A winter tour of Pakistan has already been pushed back. There is suspicious radio silence on a proposed trip to Sri Lanka. Some games in January before next year’s T20 World Cup may well appear, but some trips appear to be a financial step too far.
Irish cricket is in a strange place. The cap on attendance around the 4,000 mark per match this week pales in comparison to previous visits of high-profile teams. A change of chief executive is in the offing, candidates currently being interviewed to replace the long-standing Warren Deutrom. A new figure will look to reinvigorate a sport struggling for domestic relevance. It will be some job.

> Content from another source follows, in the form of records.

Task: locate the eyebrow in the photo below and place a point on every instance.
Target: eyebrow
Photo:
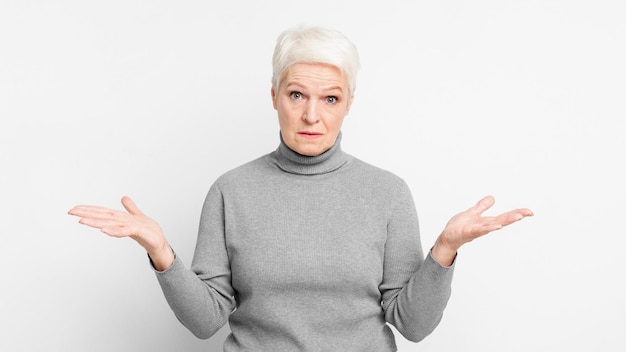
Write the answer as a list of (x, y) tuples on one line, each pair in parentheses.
[(330, 88)]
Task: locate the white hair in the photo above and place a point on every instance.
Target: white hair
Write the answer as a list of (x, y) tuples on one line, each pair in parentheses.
[(309, 44)]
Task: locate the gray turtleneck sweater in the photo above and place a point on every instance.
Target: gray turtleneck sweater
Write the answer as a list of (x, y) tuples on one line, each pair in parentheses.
[(305, 253)]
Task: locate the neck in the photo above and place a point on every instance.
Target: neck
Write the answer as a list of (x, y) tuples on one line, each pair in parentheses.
[(292, 162)]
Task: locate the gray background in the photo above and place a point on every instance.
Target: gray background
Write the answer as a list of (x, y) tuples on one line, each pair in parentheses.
[(154, 99)]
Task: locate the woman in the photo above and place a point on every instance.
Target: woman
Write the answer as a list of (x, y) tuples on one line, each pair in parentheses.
[(307, 248)]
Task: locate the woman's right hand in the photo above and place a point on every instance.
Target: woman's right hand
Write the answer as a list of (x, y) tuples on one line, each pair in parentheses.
[(134, 224)]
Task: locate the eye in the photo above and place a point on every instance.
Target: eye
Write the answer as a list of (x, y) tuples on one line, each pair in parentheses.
[(296, 95)]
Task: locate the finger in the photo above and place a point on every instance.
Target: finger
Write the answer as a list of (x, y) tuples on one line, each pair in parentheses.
[(512, 216), (482, 205), (130, 206), (93, 211), (99, 223)]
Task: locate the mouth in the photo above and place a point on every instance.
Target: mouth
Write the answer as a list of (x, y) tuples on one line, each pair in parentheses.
[(310, 134)]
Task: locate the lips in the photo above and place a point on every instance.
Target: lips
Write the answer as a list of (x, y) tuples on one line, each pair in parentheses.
[(310, 134)]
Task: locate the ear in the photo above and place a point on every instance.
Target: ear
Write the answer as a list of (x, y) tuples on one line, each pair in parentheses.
[(274, 98)]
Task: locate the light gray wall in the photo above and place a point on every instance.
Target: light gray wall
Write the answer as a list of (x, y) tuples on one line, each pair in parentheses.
[(155, 99)]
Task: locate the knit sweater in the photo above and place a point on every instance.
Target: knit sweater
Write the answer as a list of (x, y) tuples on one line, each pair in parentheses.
[(304, 253)]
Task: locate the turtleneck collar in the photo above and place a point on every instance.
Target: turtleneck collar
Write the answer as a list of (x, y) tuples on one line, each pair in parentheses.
[(289, 161)]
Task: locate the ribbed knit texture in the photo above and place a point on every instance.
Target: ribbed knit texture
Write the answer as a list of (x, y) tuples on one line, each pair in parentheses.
[(305, 253)]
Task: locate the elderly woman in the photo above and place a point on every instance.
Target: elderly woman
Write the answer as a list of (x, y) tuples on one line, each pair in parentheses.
[(307, 248)]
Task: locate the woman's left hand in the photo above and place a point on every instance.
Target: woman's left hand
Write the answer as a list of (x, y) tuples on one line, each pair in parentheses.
[(471, 224)]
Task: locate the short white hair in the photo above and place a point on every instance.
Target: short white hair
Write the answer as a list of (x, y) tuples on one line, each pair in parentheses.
[(313, 44)]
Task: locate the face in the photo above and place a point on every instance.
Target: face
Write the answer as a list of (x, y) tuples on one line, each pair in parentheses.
[(311, 101)]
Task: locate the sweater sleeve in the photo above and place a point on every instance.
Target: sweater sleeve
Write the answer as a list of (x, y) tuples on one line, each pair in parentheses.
[(415, 290), (202, 298)]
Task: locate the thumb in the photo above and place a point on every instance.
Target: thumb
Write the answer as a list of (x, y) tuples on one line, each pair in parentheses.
[(130, 206)]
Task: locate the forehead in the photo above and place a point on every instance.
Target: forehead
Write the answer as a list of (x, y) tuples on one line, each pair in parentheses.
[(315, 74)]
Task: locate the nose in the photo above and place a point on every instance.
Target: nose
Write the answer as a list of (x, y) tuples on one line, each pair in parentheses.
[(310, 114)]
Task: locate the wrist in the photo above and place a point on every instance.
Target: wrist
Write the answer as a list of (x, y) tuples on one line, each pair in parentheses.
[(162, 258), (443, 253)]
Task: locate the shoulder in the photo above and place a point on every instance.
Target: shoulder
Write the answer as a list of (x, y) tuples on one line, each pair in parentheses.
[(376, 175), (250, 171)]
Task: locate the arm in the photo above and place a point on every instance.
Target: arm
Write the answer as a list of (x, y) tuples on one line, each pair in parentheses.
[(416, 306), (134, 224), (469, 225), (415, 290), (201, 300)]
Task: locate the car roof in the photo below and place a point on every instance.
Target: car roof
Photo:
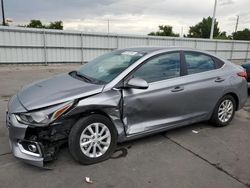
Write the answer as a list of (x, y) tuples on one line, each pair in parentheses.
[(150, 49)]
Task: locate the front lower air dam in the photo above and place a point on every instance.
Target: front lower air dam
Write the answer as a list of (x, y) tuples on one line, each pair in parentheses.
[(28, 151)]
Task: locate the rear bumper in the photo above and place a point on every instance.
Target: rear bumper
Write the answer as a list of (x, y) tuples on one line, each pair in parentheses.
[(28, 151)]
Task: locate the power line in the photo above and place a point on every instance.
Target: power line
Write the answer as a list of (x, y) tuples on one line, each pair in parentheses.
[(3, 12), (212, 27), (237, 22)]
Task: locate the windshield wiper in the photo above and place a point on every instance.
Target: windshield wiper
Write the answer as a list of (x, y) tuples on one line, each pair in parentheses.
[(86, 78), (80, 76)]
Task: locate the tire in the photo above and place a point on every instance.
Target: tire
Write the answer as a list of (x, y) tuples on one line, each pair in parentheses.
[(81, 133), (217, 118)]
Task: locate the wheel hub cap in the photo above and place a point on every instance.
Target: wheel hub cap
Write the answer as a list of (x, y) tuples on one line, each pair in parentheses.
[(225, 111), (95, 140)]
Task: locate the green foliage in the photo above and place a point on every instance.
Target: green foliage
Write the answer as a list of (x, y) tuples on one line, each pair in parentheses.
[(38, 24), (242, 35), (203, 28), (164, 30)]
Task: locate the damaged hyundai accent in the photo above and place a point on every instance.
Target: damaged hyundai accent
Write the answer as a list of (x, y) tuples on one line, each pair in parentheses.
[(119, 96)]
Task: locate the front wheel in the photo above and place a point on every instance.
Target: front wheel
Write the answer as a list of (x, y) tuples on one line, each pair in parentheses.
[(92, 139), (224, 111)]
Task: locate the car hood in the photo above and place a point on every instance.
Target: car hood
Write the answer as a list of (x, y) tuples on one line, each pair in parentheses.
[(55, 90)]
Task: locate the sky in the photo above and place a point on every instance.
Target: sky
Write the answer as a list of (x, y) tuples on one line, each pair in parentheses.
[(129, 16)]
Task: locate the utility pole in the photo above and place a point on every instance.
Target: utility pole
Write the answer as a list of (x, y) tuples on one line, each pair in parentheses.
[(212, 27), (108, 26), (3, 13), (237, 22)]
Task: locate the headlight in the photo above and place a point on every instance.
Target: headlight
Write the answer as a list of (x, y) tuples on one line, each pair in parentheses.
[(45, 116)]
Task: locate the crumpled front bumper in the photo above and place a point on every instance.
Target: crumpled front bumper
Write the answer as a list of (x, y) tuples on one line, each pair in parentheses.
[(19, 146)]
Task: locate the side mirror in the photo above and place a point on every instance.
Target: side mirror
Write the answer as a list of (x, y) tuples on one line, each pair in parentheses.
[(137, 83)]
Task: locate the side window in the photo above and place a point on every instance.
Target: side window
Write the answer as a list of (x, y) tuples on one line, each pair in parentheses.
[(159, 68), (198, 62)]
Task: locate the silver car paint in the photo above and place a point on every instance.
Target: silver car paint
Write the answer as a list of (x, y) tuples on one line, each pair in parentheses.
[(134, 112), (55, 90)]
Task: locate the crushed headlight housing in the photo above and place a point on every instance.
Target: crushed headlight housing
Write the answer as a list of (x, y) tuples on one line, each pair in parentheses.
[(45, 116)]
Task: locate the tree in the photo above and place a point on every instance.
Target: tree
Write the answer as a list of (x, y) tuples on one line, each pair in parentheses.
[(55, 25), (164, 30), (203, 28), (242, 35)]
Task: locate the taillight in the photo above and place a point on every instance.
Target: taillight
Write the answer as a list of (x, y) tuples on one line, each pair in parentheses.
[(242, 74)]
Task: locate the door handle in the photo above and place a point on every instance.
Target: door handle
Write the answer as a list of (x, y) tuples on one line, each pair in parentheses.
[(177, 89), (219, 79)]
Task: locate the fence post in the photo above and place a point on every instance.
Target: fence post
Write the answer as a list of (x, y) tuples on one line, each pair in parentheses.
[(117, 41), (195, 43), (232, 48), (82, 58), (248, 46), (45, 47), (216, 47), (147, 41)]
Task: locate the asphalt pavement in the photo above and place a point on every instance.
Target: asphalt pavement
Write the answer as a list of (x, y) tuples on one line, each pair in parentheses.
[(198, 155)]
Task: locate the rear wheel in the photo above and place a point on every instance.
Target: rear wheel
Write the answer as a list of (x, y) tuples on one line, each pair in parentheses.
[(224, 111), (92, 139)]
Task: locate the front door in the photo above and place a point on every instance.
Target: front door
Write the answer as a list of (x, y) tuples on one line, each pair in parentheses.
[(161, 104)]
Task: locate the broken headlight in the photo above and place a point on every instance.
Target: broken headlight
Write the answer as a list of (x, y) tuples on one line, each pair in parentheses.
[(45, 116)]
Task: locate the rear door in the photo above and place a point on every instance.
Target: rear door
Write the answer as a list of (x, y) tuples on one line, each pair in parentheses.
[(204, 84)]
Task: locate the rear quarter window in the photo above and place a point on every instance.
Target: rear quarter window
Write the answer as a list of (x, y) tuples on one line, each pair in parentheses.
[(198, 62)]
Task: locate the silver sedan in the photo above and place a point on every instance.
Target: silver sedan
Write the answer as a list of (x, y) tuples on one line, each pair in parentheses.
[(122, 95)]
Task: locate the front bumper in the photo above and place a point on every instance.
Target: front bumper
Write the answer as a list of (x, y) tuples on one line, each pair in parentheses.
[(29, 151)]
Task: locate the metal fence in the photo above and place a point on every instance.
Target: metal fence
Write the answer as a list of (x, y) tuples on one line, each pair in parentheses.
[(21, 45)]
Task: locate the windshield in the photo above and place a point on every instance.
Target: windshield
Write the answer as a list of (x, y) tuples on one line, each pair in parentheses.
[(106, 67)]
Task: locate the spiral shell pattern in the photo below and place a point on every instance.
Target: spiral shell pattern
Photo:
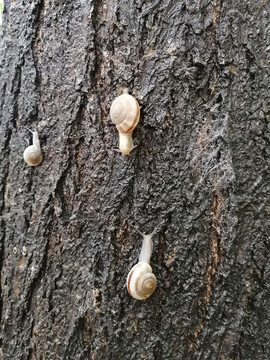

It’s a sign of the negativity that, instead of the prospects of claiming an upset or two, Irish talking points focus on off-field issues. The barren fixture list for one. That the four most recent Irish debutants – set to become five this week – grew up playing cricket abroad, reflecting an apparent lack of faith in the Irish pathway, is another topic. Are we seeing the absence of access to English county cricket beginning to bite?
“I think everything comes first circle,” says Stirling. “The players who benefited from the English system are probably phasing out towards the back end of their careers.
“Whenever I started, Jeremy Bray, Trent Johnston, Alex Cusack, Thinus Fourie, the list [of foreign-born internationals] was long. It just feels at the minute, it’s a phase. Hopefully the development in Ireland is strong.
“I don’t see anything that would discourage me from that in the future but you’re right, I think we need to get that balance in check.”
It’s easy to get caught up in the off-field negativity. English trips here are rare occurrences. For all the legitimate questions, there is still a small trace of novelty which should build something approaching excitement. “Any time from a personal point of view I put on the Irish playing kit that gets the juices flowing,” says Stirling.
“We need luck, we need balls to go to hand instead of the gaps and we need to be clear in what we do and execute well. Whatever happens from there happens. It is the start of this process, we’re moving towards the World Cup.
“Whatever happens in terms of results this week, we’ll get a lot out of it.”
Squads
Ireland: Paul Stirling (captain), Ross Adair, Benjamin Calitz, Curtis Campher, Gareth Delany, George Dockrell, Graham Hume, Matthew Humphreys, Barry McCarthy, Jordan Neill, Harry Tector, Lorcan Tucker, Ben White, Craig Young.
England: Jacob Bethell (capt), Sonny Baker, Tom Banton, Jos Buttler, Jordan Cox, Sam Curran, Scott Currie, Liam Dawson, Tom Hartley, Will Jacks, Jamie Overton, Adil Rashid, Rehan Ahmed, Phil Salt, Luke Wood.